Exergue: Après avoir vu le film, non, Adèle n’est pas émersonnienne, malheureusement. Il reste de ce film tripes-sur-la-table, un macGuffin, le plat de spaghetti, qui pourrait figurer un nœud de vipères, s’il n’était bologniaisé si abondamment: «Qu’on en vienne à mélanger de nouveau les faits et les valeurs, et voilà que la flèche du temps allait s’interrompre, hésiter, s’agiter, se tordre en tous sens et ressembler à un plat de spaghettis, —ou plutôt, à un nœud de vipères.» (Bruno Latour, Enquête sur les modes d’existence, p. 21)
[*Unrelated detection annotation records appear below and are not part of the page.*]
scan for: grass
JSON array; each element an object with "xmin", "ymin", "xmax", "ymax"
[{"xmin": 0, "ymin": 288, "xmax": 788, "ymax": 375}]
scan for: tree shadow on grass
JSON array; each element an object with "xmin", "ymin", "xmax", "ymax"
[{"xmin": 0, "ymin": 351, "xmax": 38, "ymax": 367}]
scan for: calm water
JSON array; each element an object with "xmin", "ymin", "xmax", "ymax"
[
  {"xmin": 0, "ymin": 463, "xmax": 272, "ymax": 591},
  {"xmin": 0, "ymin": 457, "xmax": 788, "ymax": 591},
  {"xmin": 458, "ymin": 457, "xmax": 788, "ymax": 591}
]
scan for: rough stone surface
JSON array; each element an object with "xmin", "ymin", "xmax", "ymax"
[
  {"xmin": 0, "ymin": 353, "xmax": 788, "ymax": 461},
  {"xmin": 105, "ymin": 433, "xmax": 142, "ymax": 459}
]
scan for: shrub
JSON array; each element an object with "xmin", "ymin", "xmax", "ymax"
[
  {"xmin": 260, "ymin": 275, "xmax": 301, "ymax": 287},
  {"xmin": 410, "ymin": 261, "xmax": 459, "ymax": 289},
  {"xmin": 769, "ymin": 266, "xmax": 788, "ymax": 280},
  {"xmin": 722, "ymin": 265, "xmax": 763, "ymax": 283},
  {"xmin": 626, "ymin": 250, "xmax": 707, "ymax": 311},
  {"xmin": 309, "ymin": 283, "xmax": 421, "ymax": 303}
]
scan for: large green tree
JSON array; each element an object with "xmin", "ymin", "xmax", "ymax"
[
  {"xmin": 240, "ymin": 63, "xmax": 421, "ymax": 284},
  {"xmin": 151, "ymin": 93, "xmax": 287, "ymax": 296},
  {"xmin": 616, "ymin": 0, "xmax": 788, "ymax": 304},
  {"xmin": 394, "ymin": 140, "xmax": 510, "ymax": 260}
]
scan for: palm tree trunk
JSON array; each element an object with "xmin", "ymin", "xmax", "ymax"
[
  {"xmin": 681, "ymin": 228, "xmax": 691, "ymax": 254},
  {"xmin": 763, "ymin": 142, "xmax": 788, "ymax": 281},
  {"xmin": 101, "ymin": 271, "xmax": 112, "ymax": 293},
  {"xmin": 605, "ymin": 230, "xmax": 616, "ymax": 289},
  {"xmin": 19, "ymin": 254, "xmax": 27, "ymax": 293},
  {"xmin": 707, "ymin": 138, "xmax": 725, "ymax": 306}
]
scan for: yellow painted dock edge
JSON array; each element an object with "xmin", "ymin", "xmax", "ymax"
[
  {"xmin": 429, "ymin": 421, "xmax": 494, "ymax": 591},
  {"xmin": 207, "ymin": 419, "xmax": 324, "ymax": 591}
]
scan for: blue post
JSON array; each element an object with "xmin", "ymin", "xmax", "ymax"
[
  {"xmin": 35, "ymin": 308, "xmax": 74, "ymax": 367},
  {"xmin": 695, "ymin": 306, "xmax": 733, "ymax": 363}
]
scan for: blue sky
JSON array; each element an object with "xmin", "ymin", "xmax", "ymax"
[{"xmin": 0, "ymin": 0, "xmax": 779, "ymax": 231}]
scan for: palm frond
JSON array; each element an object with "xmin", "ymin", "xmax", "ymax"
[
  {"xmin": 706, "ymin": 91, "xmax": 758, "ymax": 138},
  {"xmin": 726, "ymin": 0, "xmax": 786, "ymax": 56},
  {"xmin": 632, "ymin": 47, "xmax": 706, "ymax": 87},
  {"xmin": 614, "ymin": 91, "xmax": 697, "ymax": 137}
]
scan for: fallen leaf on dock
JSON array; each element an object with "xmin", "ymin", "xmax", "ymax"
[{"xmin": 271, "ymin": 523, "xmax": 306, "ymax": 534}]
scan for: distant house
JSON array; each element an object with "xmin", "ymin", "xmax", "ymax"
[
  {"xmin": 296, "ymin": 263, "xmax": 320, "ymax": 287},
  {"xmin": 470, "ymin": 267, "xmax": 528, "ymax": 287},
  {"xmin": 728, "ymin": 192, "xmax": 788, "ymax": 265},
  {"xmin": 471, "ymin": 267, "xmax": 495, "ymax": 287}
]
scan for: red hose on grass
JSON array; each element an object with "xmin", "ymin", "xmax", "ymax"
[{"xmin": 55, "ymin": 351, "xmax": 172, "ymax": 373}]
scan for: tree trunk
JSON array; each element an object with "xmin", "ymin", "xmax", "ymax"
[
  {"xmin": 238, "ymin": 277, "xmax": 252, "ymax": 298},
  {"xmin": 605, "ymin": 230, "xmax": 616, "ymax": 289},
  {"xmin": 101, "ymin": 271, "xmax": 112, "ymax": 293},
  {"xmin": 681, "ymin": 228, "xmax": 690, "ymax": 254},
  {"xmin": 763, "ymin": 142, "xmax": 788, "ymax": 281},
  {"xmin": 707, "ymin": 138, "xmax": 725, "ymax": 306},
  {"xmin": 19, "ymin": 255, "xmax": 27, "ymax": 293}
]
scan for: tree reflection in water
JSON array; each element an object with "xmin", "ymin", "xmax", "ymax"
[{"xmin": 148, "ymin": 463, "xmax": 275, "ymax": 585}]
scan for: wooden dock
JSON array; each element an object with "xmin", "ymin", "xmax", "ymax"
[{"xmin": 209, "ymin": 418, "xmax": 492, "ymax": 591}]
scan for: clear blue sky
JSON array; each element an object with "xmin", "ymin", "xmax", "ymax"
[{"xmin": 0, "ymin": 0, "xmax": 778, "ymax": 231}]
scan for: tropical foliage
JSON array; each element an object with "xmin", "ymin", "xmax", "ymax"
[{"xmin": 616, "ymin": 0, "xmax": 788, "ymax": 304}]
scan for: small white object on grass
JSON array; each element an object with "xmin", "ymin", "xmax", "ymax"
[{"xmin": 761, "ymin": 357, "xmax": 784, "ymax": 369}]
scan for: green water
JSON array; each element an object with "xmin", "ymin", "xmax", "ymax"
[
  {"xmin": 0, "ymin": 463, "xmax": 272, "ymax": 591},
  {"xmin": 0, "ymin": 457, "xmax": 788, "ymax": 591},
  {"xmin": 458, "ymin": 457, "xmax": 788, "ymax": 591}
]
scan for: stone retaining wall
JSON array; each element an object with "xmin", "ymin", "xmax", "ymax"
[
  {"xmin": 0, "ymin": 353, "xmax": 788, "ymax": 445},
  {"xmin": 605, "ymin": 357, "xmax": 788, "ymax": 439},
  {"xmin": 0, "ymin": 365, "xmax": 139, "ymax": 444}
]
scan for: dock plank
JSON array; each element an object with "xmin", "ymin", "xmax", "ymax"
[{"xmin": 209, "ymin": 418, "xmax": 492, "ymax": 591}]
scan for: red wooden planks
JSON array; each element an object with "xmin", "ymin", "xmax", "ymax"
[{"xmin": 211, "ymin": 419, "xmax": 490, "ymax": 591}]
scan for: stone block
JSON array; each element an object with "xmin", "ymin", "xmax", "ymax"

Chronique de Sandra Laugier* parue sous le titre «Le perfectionnisme d’Adèle», dans Libération, Next, 9 novembre 2013; ou aller voir La Vie d’Adèle au nom de la « Self-reliance » d’Emerson:
«Le philosophe Stanley Cavell définit le perfectionnisme moral par l’idée d’être fidèle à soi-même, ou à l’humanité qui est en soi, «l’âme prenant la route (vers le haut, vers l’avant)» et refusant la société au nom de cette exigence, et d’une culture. Culture au sens de Bildung, d’éducation, et de la «culture populaire» dont Cavell, à la suite d’Emerson, n’a cessé de démontrer qu’elle assumait la tâche de transmission et d’expression de l’aspiration démocratique, d’une société où chacun aurait sa juste voix : que ce soit dans les comédies hollywoodiennes du remariage, ou dans les drames du non-mariage et de la «femme inconnue». La Vie d’Adèle, d’Abdellatif Kechiche, hérite des deux genres tout en en radicalisant les enjeux démocratiques.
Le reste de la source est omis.